How does BJ Penn spell 'desperation'? F-E-A-T-H-E-R-W-E-I-G-H-T


B.J. Penn has announced that he's returning to the Octagon to make his Featherweight debut against Frankie Edgar. Too bad this move reeks of desperation.

It was announced this week on "UFC Tonight" on FOX Sports 1 that B.J. Penn will return to Ultimate Fighting Championship (UFC) to coach The Ultimate Fighter (TUF) 19 opposite Frankie Edgar. At the end of the season the two coaches will fight for a third time.

There's just one catch: The fight will be at Featherweight.

Penn dropped the two first bouts to Edgar by decision, with the second meeting a one-sided drubbing with Edgar winning all five rounds on all three score cards. For those bouts, he appeared to be in the absolute best shape of his life.

Heck, B.J. Penn had abs!

Then after a disappointing return to Welterweight, where he went 0-2-1 in his last three, Penn walked away from the sport. In his fight against Rory MacDonald at UFC on Fox 5, he looked slow and out of shape. He was able to hang in for three rounds, but after the first, he was essentially a 170-pound heavy bag.

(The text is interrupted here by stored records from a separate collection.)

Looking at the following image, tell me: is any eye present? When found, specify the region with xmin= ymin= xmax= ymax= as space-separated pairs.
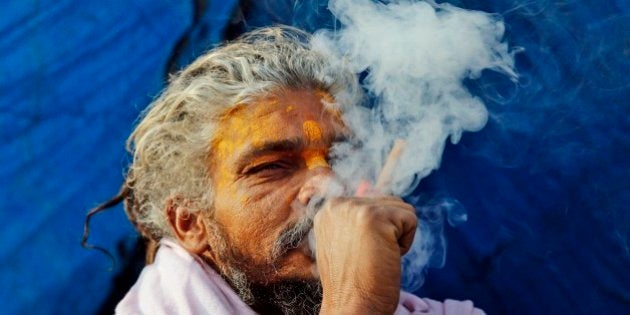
xmin=245 ymin=161 xmax=292 ymax=175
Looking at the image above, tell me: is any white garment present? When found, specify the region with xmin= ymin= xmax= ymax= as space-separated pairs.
xmin=116 ymin=238 xmax=484 ymax=315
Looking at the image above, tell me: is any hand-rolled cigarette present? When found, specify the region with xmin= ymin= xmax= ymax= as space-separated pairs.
xmin=374 ymin=139 xmax=407 ymax=193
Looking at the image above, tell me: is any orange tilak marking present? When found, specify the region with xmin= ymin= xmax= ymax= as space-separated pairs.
xmin=302 ymin=120 xmax=322 ymax=141
xmin=302 ymin=150 xmax=330 ymax=170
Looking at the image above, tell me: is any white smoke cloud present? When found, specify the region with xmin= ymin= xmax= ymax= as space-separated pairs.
xmin=313 ymin=0 xmax=516 ymax=195
xmin=312 ymin=0 xmax=517 ymax=290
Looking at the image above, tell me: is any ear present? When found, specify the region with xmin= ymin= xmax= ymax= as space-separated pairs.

Conditioning has always been Penn's biggest problem. One of the most naturally gifted athletes in the sport, it's his dedication in the gym that has been called into question. Penn has stayed isolated in Hilo, opting to fly fighters in for his camps. He's used the same coaches for years, a group that are viewed as a committee of 'Yes' men.

The only time in the past five years that Penn seemed truly dedicated to his craft was in 2009 when he teamed with Marv Marinovich in preparation for his UFC 101 bout against Kenny Florian. Marinovich is known as one of the most controversial strength and conditioning coaches in sports and was able to get the absolute best out of Penn.

However, after the loss to Edgar, Marinovich and Penn parted ways. Penn went back to life in Hilo and working with the likes of Justin McCully and Troy Mandaloniz.

During his first stint on the Ultimate Fighter, Penn wasn't all that successful of a coach. The hero of that season was Jens Pulver, who came off as having a great connection with his fighters. Penn even went as far as kicking Andy Wang off his team because he didn't listen in a fight. I believe Penn said Wang was "uncoachable."

Now, after struggling to get down to lightweight and coming in out of shape for three bouts at welterweight, Penn hopes to return at featherweight against the man who bested him twice? I'm sorry but this reeks of desperation.

He's an aging fighter who has done more damage to his legacy in the last few years because of terrible habits in training looking to reinvent himself one last time. The only problem is that in order to actually get down to 145 pounds, Penn will need to rededicate himself to training.

Actually, rededicate isn't even the proper word. Penn will actually have to dedicate himself to training like he's never done in his career. Lightweight became a struggle for him towards the end of his last run at the weight class. Featherweight seems like an impossible reach.

Dana White said that Penn hopes to team up with Mike Dolce, one of the true geniuses behind proper weight cutting. Dolce truly is one of the best in the sport at nutrition and getting his clients/fighters to safely make their contracted weights. But he's not a magician. The fighter needs to put in the effort before Dolce can assist with the final pounds.

Penn may believe that he has the opportunity to become the first Triple Crown Champion in UFC history, but he's gotta get there first. And right now, there are so many that don't have faith in Penn's desire to actually put the time into the gym that his biggest obstacle may be just proving he still cares about fighting.

Penn may think the road back to the Octagon begins on TUF, but it's going to be a dead end. He'll end up being another stepping stone. An aging fighter who just didn't know when to hang 'em up. And that's the most depressing way a fighter can walk away from a fight career.